Credit unions are ready to embrace data analytics for applications as diverse as operationalizing the new current expected credit losses methodology to building their credit card, auto loan and mortgage business, Davis says. “I wouldn’t be surprised if within the next year or two, there are several hundred credit unions using a data analytics platform on a daily basis and building a staff around that platform.” 

Data analytics can also help financial cooperatives address “big picture challenges,” he adds. “What if Amazon moves in and starts to offer new financial services? How do we keep our products and pricing fresh? Credit unions can use data analytics to stay competitive with current and future disruptors.” 

Credit unions aren’t developing and executing their data analytic strategies in a vacuum, Manus notes. They face the same challenges as companies across business sectors—to pull together data from disparate siloes into an accessible and usable form—to meet daunting expectations. 

“The GAFAs of the world—Google, Apple, Facebook, Amazon—are setting the baseline for what a consumer experience is, and all of that is happening by leveraging data in the most helpful and meaningful way,” she says.

“This is a complex problem that every legacy industry has on its plate, and it will require a laser focus, collaboration and a commitment of cultural agility to ‘fail fast,’” Manus adds. “There’s going to be tremendous learning along the way, so how do we make sure that we build that agility and resiliency and keep moving forward? We need to collaborate not only with credit unions but industry players as well, given the costs and stakes at this point.”

Attend to Strategy and Culture First

As with other technological advances, a few credit unions are already deploying sophisticated analytics while others are just getting started. Data analytics will get “democratized” over time as implementation costs level off such that that mid-size and smaller organizations can increase their efforts in this area, says Manus.

In the meantime, “there are ways smaller credit unions can get started with this foundational strategy, looking at what data they have, what they could be doing and what member friction and use cases they’re really looking to solve,” she recommends.

Formulating a data strategy will also help credit unions consider a range of possibilities: Beyond the obvious stores of structured data, will it be possible to harness social media posts, voice data from call center interactions and other emerging data sources? Will an in-house data infrastructure or a cloud-based solution be a better fit? How will the data warehouse be secured? What new expertise and staffing will be required? 

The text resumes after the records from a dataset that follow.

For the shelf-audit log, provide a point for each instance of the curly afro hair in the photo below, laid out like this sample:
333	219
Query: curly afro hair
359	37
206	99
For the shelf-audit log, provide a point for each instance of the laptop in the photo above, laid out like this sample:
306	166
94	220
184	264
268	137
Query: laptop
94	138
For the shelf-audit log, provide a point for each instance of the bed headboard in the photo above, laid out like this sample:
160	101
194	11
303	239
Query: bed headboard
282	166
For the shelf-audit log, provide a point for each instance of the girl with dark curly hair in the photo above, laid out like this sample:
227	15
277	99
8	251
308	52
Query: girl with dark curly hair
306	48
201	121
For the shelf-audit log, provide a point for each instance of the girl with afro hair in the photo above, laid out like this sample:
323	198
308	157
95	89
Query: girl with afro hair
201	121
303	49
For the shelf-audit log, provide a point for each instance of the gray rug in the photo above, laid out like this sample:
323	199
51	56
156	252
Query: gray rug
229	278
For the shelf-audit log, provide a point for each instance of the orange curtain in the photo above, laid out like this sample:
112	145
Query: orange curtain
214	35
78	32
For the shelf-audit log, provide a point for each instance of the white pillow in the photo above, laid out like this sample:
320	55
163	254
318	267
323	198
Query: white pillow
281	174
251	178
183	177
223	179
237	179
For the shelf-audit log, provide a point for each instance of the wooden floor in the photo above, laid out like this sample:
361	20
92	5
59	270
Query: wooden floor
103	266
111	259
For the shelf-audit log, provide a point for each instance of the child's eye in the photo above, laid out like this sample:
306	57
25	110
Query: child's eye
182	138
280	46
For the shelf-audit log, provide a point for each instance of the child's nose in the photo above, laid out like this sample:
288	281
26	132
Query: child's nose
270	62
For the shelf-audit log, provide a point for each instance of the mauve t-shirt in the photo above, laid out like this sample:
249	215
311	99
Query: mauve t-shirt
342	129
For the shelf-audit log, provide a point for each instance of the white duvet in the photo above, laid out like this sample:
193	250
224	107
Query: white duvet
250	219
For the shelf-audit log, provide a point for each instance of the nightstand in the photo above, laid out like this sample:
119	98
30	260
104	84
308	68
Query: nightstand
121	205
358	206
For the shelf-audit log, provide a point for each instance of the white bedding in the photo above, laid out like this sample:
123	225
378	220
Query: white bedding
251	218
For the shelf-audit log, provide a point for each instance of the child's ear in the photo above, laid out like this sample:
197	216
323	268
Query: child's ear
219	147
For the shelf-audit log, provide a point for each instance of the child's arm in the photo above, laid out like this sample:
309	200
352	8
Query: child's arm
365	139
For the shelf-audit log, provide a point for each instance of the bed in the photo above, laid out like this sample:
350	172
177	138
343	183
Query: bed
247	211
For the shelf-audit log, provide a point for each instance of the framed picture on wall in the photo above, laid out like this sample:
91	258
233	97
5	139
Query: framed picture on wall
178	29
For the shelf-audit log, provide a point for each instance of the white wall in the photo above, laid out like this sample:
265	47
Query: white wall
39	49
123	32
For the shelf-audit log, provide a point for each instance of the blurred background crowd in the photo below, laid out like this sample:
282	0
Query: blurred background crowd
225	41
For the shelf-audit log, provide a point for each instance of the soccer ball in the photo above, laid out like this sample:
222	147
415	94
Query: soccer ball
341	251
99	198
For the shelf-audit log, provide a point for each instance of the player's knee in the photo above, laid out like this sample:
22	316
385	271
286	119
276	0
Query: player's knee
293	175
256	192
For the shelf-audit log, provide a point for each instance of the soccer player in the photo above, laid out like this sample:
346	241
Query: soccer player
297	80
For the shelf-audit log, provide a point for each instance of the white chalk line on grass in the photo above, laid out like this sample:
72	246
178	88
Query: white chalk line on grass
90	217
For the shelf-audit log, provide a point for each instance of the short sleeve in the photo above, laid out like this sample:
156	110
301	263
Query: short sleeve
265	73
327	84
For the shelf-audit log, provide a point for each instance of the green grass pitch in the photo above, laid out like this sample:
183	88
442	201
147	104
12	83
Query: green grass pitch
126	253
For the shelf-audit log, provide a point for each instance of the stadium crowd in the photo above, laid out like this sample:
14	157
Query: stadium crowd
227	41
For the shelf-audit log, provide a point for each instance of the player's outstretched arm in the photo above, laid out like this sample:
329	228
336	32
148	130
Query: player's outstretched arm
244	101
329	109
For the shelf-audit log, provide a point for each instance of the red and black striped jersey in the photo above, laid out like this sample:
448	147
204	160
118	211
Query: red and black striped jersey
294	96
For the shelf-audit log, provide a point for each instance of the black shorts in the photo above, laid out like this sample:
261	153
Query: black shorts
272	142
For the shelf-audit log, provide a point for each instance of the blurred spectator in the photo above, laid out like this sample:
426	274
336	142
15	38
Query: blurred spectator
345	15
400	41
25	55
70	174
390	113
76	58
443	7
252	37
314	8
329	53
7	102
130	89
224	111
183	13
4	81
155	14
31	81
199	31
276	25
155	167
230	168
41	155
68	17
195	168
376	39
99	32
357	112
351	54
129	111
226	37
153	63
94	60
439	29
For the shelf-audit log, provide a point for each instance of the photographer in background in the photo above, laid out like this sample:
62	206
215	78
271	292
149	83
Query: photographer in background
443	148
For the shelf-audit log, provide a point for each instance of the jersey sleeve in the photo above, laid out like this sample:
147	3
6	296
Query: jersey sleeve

In short, “your people, your products, your processes, your problems and capabilities—you need to look at all of this holistically to drive what solution you really want to partner for,” Manus says.

The foremost challenge facing credit unions in launching and optimizing data analytics is not technology but “mindset, culture and strategy,” says Naveen Jain, president and founder of CULytics, San Jose, California.

Across the industry, credit unions are very early in the maturity model of deploying and reaping the benefits from data analytics, according to surveys conducted by CULytics. More than 80% say they have taken at least initial steps toward implementing this tool, but on four-point scale—spanning ad hoc, basic, managed and optimized data analytic solutions—the average is about 1.4, Jain notes. 

CULytics offers an online organizational readiness assessment, a seven-page questionnaire covering five key areas of transformation (outcomes, strategy and roadmap, people, process and technology) to help credit unions plan their approach to data analytics.

Karen Bankston is a long-time contributor to Credit Union Management and writes about membership growth, operations, technology and governance. She is the proprietor of Precision Prose, Eugene, Oregon.